Abstract

A boson–fermion (BF) quantum-statistical binary gas mixture model of high- T c superconductors (HTSCs) recently introduced consists of resonant bosonic Cooper electron pairs (CPs) in chemical and thermal equilibrium with single unpaired electrons. Here, this model is refined and extended to include: i) the anisotropy of the original BF vertex interaction causing boson formation/disintegration and ii) momentum-independent Coulomb repulsions between electron charge carriers. It is shown that pair breakings due to Coulomb repulsion depend on the separation between boson and fermion spectra.
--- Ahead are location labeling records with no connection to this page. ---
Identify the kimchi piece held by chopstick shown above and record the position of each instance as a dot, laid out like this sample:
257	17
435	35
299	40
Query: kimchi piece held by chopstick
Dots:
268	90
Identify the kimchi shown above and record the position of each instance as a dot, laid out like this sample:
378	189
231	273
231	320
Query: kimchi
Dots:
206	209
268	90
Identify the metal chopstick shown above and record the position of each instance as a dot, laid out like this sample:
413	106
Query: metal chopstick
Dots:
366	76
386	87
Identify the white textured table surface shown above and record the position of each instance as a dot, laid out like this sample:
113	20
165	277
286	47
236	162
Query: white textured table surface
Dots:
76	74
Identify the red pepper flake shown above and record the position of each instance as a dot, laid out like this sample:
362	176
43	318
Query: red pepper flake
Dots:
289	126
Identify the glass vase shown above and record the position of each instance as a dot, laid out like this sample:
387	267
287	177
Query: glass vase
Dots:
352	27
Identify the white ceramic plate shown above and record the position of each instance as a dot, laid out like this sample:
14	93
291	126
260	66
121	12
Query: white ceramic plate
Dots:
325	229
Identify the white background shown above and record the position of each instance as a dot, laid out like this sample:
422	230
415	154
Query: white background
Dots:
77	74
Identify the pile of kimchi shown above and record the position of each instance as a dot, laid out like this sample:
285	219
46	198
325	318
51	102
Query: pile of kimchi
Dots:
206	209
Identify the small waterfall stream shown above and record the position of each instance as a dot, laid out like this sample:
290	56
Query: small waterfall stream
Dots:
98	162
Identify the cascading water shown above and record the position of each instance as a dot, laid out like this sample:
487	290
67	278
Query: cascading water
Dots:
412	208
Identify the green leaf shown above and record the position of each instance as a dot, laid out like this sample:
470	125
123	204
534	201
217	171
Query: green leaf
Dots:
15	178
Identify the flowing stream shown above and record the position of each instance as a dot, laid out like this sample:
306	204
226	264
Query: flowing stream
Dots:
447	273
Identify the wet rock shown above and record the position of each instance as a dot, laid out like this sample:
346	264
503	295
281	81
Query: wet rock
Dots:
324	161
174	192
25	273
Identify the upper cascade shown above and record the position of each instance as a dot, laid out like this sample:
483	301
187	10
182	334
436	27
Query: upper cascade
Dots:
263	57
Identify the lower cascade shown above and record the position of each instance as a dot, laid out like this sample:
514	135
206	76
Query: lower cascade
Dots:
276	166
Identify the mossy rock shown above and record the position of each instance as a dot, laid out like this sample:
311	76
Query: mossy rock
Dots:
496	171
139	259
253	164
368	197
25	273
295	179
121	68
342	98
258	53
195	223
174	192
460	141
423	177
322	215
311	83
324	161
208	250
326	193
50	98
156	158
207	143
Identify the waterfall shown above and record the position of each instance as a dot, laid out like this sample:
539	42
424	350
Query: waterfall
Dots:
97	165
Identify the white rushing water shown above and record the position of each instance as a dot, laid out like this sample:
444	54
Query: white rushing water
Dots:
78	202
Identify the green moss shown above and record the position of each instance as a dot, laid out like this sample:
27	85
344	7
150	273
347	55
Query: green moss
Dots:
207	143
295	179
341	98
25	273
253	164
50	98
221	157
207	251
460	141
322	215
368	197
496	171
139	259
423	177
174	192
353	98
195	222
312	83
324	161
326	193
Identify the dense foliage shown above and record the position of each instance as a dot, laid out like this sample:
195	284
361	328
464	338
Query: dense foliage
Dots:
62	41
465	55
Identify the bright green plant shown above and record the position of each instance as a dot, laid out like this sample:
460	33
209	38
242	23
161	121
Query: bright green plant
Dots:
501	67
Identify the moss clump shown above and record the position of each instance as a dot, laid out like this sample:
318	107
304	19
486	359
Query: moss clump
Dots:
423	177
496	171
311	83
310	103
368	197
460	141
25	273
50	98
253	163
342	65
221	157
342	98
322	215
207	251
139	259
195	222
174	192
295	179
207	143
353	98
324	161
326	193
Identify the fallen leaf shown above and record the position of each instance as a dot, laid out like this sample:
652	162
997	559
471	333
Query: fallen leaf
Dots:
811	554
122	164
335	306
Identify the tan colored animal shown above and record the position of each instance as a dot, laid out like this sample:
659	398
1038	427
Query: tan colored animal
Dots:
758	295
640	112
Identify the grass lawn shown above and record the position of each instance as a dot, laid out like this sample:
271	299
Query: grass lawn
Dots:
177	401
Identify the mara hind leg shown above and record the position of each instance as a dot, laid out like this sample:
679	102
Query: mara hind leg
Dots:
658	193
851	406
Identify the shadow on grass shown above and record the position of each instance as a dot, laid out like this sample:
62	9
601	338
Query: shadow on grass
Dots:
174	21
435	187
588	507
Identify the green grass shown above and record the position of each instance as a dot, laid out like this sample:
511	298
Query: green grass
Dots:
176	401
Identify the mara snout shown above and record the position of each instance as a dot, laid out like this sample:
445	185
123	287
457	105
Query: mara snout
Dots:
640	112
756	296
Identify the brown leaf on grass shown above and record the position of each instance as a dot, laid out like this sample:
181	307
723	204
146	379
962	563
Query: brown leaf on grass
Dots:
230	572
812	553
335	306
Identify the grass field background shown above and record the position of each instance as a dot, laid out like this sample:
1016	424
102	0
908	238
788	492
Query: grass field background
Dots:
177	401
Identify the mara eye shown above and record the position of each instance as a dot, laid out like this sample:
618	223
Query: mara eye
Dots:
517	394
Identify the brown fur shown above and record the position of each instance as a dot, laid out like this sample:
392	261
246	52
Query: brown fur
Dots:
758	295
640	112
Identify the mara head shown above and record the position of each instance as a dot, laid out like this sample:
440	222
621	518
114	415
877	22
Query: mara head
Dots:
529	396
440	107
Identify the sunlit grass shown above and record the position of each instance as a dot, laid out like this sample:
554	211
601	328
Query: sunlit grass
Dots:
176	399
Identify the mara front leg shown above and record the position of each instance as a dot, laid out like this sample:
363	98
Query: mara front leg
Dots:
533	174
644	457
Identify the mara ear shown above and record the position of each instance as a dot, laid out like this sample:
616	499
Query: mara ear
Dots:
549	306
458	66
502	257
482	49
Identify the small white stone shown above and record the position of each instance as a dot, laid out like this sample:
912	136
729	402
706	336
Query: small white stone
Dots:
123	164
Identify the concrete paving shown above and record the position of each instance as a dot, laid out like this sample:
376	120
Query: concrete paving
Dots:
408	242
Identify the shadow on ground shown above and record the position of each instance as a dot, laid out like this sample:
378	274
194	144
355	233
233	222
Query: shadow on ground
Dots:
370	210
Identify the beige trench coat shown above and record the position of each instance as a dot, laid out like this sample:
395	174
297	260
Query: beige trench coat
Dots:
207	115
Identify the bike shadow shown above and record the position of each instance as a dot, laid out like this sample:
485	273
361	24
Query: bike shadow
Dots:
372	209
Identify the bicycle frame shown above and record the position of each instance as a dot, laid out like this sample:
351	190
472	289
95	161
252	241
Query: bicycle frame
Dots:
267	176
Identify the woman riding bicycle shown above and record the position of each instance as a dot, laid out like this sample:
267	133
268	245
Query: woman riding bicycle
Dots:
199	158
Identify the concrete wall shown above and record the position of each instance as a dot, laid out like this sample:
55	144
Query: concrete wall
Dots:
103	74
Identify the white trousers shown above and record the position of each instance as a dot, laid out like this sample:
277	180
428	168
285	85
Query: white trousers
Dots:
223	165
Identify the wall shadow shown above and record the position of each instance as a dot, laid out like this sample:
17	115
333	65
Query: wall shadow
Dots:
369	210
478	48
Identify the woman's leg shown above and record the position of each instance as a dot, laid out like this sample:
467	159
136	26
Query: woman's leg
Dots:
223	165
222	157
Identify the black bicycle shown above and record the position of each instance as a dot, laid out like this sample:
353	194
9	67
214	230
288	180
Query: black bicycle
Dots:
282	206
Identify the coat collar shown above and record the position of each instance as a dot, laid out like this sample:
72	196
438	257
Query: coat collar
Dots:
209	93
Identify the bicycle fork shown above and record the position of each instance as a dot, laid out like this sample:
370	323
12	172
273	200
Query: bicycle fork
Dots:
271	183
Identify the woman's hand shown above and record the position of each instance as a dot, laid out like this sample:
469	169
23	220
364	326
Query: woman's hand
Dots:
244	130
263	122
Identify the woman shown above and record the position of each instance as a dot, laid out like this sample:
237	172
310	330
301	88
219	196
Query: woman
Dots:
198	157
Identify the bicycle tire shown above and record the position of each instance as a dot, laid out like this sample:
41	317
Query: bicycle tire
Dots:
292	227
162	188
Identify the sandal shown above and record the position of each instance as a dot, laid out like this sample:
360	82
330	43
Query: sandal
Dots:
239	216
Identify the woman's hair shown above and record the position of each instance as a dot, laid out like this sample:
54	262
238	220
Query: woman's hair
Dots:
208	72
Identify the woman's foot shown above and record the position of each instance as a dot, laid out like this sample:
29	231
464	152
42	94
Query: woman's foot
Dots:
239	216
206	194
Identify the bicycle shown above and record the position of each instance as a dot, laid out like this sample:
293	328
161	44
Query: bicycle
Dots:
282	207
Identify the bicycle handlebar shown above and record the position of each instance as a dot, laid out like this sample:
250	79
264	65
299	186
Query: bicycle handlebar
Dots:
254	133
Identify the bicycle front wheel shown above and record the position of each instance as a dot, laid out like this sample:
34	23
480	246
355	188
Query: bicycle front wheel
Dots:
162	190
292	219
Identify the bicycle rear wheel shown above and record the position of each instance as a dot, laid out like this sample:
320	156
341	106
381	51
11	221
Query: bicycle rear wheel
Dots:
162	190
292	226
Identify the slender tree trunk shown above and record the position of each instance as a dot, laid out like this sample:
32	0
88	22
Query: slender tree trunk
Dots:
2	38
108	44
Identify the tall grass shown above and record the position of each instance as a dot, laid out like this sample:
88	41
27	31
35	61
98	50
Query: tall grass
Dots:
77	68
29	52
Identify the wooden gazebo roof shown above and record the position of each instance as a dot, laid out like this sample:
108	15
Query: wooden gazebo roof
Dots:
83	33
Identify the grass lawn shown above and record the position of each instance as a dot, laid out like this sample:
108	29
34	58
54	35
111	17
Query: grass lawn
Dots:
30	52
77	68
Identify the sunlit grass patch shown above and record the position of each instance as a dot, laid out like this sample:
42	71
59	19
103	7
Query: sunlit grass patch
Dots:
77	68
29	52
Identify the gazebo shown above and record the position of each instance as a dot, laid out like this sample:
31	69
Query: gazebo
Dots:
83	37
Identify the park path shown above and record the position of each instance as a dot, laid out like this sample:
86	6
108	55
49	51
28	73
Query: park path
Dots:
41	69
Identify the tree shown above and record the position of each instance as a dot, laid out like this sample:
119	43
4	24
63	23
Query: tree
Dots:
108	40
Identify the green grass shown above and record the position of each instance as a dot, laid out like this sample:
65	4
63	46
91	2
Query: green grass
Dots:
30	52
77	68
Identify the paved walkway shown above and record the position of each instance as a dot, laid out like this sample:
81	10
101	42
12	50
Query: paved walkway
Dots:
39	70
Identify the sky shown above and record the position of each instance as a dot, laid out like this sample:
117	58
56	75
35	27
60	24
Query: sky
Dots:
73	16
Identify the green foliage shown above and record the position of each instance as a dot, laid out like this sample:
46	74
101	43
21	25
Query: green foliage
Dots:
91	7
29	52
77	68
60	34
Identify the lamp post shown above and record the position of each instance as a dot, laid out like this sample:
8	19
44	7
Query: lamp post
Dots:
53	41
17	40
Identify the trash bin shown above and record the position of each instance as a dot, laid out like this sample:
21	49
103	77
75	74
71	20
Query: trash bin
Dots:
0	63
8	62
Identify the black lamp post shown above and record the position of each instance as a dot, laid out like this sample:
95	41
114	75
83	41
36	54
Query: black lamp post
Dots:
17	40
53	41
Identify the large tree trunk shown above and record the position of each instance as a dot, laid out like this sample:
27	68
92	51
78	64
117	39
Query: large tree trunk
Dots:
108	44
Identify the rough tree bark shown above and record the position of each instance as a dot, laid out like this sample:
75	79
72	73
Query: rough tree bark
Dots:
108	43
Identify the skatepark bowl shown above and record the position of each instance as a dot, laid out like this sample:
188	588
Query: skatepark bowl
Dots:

Specifically, as such a separation shrinks, the pair-breaking ability of the Coulomb interaction weakens and disappears altogether at the Bose–Einstein condensation (BEC) T c , i.e., at the temperature at which a complete softening of bosons occurs due to boson self-energy renormalization. Simultaneous inclusion of both effects produces “islands” in momentum space of incoherent CPs above the Fermi sea as temperature is lowered. These islands grow upon further cooling and merge together just before T c is reached. The BF model thusly extended now predicts a pseudogap phase in 2D HTSCs with lines of points on the Fermi surface along which the pseudogap vanishes, hence explaining the origin of the temperature-dependent “Fermi arcs” observed in experiments.